Part of the debate – in the Senedd at 6:00 pm on 14 February 2018.
We’ve recently heard a great deal of talk, and questions asked of the Government in this Chamber, about mental health care for young people. Waiting lists and waiting times are one important measure of the performance. To remind you, between 2013 and 2015 there was a huge increase in waiting times, particularly for those waiting over 16 weeks or four months. We were in a situation where almost half of those people waiting had to wait longer than four months. There was some improvement then, but by February 2017, the last month of data that we have available for comparison, the waiting times still hadn’t returned to the level of the summer of 2013, so the decline is very clear.
But the Government’s response time and time again, unfortunately, was to deny there was a problem. On many occasions, the First Minister claimed that the real problem was that there were too many people on the waiting list that didn’t need to be there. And in March of last year, what we saw was the statistics changing overnight. The number of people on the list recorded as being waiting for a CAMHS appointment went down 74 per cent, as non-CAMHS routes were withdrawn—that was over 1,700 children and young people.
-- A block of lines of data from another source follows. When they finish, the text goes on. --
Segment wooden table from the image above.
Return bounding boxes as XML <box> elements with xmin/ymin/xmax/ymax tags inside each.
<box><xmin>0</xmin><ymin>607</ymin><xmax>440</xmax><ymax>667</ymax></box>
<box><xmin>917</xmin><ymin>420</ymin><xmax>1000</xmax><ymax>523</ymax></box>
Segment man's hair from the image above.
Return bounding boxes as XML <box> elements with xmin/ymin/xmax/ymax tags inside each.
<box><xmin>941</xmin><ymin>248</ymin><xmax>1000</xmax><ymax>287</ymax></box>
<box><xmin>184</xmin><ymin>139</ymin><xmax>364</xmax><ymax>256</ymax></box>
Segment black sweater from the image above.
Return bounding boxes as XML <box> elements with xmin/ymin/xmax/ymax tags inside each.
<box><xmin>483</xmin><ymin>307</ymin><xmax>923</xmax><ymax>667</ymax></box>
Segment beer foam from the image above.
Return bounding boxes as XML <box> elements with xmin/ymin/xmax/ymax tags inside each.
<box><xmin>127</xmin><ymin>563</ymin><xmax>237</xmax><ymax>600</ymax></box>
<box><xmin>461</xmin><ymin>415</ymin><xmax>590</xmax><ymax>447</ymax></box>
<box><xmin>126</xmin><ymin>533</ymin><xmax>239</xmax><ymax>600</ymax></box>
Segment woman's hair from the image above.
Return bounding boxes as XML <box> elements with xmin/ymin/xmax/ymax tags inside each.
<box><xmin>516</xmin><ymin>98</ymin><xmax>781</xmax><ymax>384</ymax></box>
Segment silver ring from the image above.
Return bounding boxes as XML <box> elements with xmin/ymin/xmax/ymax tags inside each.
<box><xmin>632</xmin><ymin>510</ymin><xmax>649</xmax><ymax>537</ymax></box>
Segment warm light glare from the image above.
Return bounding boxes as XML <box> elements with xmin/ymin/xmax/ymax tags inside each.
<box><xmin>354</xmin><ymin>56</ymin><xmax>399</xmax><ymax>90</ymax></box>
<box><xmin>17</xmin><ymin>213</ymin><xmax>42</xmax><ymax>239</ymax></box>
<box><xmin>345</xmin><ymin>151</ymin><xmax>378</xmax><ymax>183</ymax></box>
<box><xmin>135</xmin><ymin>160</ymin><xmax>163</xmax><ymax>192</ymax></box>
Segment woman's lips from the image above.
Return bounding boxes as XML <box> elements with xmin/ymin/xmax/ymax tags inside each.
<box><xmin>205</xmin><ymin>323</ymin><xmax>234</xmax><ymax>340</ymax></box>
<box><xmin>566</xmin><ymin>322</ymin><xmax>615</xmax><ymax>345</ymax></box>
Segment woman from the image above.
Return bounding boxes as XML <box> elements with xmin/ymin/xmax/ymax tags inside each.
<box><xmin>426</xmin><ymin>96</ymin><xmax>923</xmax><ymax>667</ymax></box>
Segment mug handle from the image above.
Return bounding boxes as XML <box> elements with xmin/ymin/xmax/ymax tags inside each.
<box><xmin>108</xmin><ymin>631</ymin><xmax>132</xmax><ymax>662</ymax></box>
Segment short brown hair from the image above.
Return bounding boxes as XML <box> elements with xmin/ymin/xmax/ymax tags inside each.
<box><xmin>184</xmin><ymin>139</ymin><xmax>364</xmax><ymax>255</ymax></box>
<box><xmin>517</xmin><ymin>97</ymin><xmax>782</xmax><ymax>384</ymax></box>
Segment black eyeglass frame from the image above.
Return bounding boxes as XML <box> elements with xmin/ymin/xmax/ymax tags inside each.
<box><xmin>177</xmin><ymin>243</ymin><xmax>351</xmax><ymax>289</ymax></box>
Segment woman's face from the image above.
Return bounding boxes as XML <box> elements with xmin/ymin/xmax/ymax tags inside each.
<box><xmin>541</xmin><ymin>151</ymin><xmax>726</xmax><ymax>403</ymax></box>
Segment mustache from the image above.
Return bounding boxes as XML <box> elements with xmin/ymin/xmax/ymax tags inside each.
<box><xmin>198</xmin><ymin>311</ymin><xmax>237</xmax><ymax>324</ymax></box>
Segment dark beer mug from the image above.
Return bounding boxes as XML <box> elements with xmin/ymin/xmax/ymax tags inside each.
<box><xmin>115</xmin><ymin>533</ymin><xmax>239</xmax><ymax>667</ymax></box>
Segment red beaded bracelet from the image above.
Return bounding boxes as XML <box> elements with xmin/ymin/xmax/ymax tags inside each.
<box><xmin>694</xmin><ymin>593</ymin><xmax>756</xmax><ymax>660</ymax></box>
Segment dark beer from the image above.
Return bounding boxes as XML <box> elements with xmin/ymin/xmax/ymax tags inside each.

Our amendment today reflects the fact that we don’t know what happened to those children; the CAMHS data is the only performance data available.
Inevitably, a change in the way that waiting times were measured led the Government to tell us that the waiting times were improved because the data did demonstrate a great improvement: 86.7 per cent of cases were being seen within four weeks. A huge increase on the 35.2 per cent in the previous month. But, of course, what’s happened here is a change in the way things are recorded, and we can’t make real comparisons, and we don’t know what happened to that other 74 per cent of children that we used to record.
The First Minister wrote to Leanne Wood when we raised this issue in November, confirming that our figures were accurate: 74 per cent of the other cases were either children who would now be seen by specialist services for children with neurodevelopmental problems, which were developed in 2016-2017, or lesser cases that had been dealt with by primary care mental health services at a local level, which had been wrongly included in the previous CAMHS figures. But, of course, we don’t have data for the children who need those services.
We do accept that some children and young people had needed treatment for neurodevelopmental issues, rather than CAMHS. We also know that the threshold for CAMHS has been far too high. That was noted by the Children, Young People and Education Committee inquiry in 2014. The Wales Audit Office also noted that there was a problem of treatment for young people being stopped if an appointment was missed, and that was an issue that had an impact on the figures.
But I am a long way from being convinced that the only problem with CAMHS was there were too many children and young people there who didn’t need to be there. We know that it’s a capacity issue, an issue of a shortage of specialist services, and a failure to take the issue seriously enough. A lack of data is a problem that means that we can’t measure and assess and put pressure on the Government to take the steps that our young people need. We can’t accept the status quo of not knowing how the NHS is performing when it comes to looking after some of our most vulnerable people.